Ogni giorno nascono milioni di parole.
Alcune fanno finta di essere idee. Altre si travestono da notizie.
Le più bastarde si mettono la cravatta e si chiamano “verità”.
Le stampano. Le impilano. Le vendono a peso d’oro nei salotti della propaganda.
Poi finiscono dove meritano: nel culo di chi le ha scritte
o nel fuoco di chi le ha capite.
Noi siamo quello che resta quando tutto il resto brucia.
Noi siamo Carta Straccia.
Non ci pieghiamo. Non ci stirano. Non ci rileggono nei TG.
Ci buttano. E noi, dal fondo del secchio, scriviamo col sangue e con le dita sporche.
Scriviamo mentre il fuoco ci lecca i bordi.
Scriviamo mentre il sistema ci ride in faccia.
Ma noi non vogliamo piacere. Vogliamo gridare.
Siamo il giornale che non ha padroni né padroncini.
Non ci sono sponsor. Non ci sono salvagenti.
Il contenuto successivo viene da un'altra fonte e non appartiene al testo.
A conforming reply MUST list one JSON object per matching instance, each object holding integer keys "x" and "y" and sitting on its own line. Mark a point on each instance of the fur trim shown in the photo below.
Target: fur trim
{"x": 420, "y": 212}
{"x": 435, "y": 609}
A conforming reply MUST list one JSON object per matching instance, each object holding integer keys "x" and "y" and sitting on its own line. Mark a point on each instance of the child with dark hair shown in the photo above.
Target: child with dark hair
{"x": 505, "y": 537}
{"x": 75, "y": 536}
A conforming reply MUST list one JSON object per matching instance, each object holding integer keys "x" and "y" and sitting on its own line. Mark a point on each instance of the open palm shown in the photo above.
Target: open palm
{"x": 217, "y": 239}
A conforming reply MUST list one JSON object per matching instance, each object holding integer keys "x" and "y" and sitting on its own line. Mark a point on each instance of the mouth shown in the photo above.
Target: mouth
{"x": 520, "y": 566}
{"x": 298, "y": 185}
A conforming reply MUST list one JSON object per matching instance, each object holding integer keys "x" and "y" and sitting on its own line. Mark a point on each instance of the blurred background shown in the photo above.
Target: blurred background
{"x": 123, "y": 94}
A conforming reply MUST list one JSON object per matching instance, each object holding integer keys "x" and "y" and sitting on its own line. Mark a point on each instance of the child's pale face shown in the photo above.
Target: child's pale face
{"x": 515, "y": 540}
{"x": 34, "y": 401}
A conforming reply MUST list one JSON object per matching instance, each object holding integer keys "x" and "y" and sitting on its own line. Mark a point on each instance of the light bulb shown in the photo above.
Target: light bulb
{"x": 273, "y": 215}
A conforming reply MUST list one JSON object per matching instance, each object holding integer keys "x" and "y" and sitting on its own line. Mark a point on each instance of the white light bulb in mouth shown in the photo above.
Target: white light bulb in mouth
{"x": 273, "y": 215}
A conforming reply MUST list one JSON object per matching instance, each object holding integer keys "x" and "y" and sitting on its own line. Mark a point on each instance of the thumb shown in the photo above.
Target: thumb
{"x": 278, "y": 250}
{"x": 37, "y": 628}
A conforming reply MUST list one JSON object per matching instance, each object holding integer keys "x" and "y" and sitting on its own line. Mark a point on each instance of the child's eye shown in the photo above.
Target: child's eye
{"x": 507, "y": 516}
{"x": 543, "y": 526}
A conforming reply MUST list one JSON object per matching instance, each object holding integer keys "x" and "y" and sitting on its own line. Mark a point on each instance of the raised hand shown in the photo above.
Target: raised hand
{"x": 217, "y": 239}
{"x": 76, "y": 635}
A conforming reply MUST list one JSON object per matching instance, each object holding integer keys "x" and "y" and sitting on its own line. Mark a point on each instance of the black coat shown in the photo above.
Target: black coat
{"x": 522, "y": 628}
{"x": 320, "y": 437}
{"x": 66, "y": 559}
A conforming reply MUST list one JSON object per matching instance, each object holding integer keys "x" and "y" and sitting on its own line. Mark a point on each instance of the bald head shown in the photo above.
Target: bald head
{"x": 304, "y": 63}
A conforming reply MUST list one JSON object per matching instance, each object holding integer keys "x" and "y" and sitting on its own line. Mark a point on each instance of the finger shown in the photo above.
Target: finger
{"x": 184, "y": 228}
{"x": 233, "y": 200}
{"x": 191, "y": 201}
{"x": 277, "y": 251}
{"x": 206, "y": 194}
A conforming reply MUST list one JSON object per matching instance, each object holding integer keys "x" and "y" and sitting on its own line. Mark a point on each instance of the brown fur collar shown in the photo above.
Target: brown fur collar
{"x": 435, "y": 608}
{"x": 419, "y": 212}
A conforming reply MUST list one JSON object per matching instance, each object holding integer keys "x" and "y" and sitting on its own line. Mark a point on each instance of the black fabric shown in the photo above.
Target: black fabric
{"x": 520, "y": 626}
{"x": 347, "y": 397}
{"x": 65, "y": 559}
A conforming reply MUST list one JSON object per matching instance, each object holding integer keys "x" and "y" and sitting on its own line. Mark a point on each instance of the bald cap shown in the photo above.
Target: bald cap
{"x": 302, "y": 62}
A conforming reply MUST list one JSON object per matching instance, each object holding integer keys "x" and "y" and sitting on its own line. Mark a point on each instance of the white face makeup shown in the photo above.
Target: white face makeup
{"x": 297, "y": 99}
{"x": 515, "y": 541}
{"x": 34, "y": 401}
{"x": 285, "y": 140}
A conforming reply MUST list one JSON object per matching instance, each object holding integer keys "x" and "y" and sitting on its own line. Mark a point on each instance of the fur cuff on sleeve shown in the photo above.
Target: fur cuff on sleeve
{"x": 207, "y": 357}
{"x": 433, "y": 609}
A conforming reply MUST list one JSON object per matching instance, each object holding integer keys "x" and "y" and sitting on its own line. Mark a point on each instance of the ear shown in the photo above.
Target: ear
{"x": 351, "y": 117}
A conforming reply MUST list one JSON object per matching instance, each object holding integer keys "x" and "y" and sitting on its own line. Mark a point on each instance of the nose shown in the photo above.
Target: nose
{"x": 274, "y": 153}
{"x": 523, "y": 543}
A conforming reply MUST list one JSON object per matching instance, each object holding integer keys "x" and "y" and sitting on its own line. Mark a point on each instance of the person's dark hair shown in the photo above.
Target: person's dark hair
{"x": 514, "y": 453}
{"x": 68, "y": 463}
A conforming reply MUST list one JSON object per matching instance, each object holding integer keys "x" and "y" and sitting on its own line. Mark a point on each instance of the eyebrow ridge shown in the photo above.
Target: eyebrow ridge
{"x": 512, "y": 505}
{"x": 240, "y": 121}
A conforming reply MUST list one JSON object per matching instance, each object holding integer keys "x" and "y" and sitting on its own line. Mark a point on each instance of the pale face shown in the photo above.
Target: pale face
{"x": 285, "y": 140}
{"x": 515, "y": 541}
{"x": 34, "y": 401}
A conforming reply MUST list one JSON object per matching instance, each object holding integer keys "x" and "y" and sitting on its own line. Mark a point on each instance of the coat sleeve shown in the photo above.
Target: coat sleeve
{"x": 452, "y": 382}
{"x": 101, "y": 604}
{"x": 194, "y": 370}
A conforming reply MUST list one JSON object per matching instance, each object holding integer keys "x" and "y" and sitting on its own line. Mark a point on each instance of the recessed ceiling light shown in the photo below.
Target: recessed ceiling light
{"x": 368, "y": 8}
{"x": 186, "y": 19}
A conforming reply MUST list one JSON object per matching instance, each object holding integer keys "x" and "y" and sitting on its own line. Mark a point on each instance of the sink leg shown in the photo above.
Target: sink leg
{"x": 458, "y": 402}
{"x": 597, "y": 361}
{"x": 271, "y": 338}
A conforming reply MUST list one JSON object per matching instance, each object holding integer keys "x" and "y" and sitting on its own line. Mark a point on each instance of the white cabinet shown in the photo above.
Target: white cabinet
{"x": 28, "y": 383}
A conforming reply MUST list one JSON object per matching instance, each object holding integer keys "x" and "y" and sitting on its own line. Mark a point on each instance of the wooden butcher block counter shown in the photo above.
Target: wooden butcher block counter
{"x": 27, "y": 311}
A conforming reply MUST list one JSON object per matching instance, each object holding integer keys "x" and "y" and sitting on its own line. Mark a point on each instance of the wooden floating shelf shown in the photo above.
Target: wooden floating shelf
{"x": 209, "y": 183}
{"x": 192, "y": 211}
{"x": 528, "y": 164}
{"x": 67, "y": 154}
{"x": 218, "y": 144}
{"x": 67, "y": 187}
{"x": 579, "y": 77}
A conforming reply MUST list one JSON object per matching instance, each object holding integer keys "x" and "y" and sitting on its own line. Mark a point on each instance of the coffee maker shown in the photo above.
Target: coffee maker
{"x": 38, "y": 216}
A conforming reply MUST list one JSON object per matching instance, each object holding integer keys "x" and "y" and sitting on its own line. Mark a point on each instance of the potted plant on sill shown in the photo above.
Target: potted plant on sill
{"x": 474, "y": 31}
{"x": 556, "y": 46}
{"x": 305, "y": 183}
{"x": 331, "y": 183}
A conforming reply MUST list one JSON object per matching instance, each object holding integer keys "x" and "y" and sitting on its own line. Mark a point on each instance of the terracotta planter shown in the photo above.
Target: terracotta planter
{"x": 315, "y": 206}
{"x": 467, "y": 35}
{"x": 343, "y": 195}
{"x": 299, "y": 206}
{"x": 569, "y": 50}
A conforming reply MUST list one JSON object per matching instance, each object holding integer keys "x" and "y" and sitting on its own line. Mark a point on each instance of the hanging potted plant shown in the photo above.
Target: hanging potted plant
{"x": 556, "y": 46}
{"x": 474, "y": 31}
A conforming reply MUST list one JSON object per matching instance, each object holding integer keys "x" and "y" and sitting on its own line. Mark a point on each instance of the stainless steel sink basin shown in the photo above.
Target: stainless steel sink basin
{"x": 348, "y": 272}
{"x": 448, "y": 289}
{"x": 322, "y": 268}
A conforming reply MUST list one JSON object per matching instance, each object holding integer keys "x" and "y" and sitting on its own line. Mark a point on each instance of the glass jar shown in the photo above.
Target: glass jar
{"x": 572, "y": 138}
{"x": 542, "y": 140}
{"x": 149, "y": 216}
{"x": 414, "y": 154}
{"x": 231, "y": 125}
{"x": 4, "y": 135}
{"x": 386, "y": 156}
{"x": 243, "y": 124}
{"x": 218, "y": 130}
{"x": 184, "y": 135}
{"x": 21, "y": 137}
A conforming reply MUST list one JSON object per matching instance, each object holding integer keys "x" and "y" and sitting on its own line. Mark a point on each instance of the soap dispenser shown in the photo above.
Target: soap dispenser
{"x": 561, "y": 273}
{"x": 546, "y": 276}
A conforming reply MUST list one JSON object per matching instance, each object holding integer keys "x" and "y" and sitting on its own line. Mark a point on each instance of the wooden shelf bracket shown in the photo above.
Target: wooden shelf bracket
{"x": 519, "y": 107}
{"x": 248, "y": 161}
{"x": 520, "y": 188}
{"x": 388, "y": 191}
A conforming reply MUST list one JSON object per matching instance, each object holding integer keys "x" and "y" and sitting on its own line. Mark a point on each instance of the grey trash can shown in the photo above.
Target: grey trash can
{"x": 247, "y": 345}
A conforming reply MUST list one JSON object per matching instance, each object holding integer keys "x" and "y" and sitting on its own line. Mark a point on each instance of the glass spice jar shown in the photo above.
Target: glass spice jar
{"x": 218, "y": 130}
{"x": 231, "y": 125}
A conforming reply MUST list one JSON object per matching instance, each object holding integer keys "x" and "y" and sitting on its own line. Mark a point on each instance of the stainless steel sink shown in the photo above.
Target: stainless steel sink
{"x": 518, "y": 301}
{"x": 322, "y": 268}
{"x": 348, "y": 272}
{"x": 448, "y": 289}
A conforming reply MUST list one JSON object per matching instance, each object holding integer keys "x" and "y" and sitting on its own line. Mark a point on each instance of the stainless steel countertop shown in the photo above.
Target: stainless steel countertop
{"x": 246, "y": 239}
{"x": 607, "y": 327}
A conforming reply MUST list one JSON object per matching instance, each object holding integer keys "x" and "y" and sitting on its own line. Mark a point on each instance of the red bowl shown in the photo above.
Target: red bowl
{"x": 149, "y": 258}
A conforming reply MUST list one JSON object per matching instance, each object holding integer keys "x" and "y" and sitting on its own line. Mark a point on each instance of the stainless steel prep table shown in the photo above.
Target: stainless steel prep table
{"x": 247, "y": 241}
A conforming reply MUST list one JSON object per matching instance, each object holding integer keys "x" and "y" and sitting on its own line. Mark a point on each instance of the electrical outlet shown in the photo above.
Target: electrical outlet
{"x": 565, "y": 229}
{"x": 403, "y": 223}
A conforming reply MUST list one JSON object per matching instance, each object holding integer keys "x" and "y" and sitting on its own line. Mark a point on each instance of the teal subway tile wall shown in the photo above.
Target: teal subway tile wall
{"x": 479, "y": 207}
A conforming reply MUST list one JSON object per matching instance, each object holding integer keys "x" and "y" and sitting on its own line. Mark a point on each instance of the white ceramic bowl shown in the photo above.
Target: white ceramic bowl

C’è solo il peso di ogni sillaba sputata con rabbia, ogni frase tirata fuori dai polmoni marci di chi non ce la fa più a stare zitto.
Questo è un fuoco. Non una redazione.
È un pugno nello stomaco. Non una timeline.
È la voce che ti sveglia di notte e ti dice: “È tutto una truffa. Ma non sei solo.”
E quando non servirà più nemmeno questo—quando la nostra voce sarà carta bruciata nel camino del tempo—
allora avremo avuto la nostra unica, assoluta, inimitabile gloria:
essere stati utili a qualcuno, mentre tutto il resto mentiva.